Yesterday the Moab Times-Independent noted, “Drilling activity has been slowly expanding toward Moab over the years. Of the 26 new wells currently approved for construction in Grand County, 23 of them are in the area north of Canyonlands. Many of the active or plugged wells in the area were drilled in or after 2000 while many of the plugged wells in the northern part of the county were drilled in the 1980s or prior, according to state data.”
We don’t want this to become a story about politics. But in juxtaposition to the wholesale leases being hoovered up at such a fast pace, presidential candidate Joe Biden says he would end new leases on federal lands for oil and gas drilling. He has said it numerous times, “No more drilling on federal lands. No more drilling, including offshore.
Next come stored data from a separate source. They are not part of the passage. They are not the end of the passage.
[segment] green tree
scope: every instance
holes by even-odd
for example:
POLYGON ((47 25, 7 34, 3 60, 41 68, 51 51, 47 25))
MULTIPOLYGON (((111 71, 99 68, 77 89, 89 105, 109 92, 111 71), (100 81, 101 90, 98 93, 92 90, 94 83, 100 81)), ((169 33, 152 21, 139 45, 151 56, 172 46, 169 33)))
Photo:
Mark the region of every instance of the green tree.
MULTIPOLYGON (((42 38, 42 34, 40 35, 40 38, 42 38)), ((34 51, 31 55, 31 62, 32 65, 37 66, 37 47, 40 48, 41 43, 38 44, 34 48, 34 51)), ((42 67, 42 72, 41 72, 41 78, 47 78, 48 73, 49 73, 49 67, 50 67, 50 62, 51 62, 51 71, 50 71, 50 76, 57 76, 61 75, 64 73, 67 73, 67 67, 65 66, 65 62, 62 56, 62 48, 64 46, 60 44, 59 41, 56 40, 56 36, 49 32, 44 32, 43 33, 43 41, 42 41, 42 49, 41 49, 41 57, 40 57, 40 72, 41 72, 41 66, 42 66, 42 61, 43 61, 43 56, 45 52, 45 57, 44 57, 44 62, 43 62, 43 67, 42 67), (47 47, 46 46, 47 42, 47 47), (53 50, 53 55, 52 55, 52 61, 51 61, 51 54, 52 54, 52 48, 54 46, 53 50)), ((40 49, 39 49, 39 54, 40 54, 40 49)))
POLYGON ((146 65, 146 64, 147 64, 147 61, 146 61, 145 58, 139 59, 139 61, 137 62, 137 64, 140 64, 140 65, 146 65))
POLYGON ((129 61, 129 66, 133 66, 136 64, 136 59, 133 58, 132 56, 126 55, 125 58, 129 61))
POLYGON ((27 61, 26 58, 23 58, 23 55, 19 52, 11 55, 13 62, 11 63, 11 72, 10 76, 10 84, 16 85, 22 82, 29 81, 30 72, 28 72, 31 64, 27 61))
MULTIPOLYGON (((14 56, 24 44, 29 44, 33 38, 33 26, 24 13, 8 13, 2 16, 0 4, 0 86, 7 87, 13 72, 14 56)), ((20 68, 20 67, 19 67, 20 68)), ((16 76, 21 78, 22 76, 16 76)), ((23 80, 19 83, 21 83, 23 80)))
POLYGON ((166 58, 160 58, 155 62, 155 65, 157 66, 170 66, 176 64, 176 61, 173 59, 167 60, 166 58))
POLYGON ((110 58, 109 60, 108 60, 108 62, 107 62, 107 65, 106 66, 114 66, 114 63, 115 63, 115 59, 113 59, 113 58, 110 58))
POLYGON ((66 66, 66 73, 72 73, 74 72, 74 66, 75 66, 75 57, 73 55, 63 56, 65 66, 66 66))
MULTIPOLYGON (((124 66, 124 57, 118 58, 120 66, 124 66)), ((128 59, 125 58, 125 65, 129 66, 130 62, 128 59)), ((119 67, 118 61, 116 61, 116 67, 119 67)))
No ability for the oil industry to continue to drill, period.”
The BLM is seeking public comment on the 73 parcels, plus four deferred from a June lease sale, now through July 9. Developers that win lease bids in September are subject to environmental review per drilling site where they seek to dig, according to the bureau. If you’ve ever taken your four-wheel-drive through the legendary trails of Moab you know its beauty.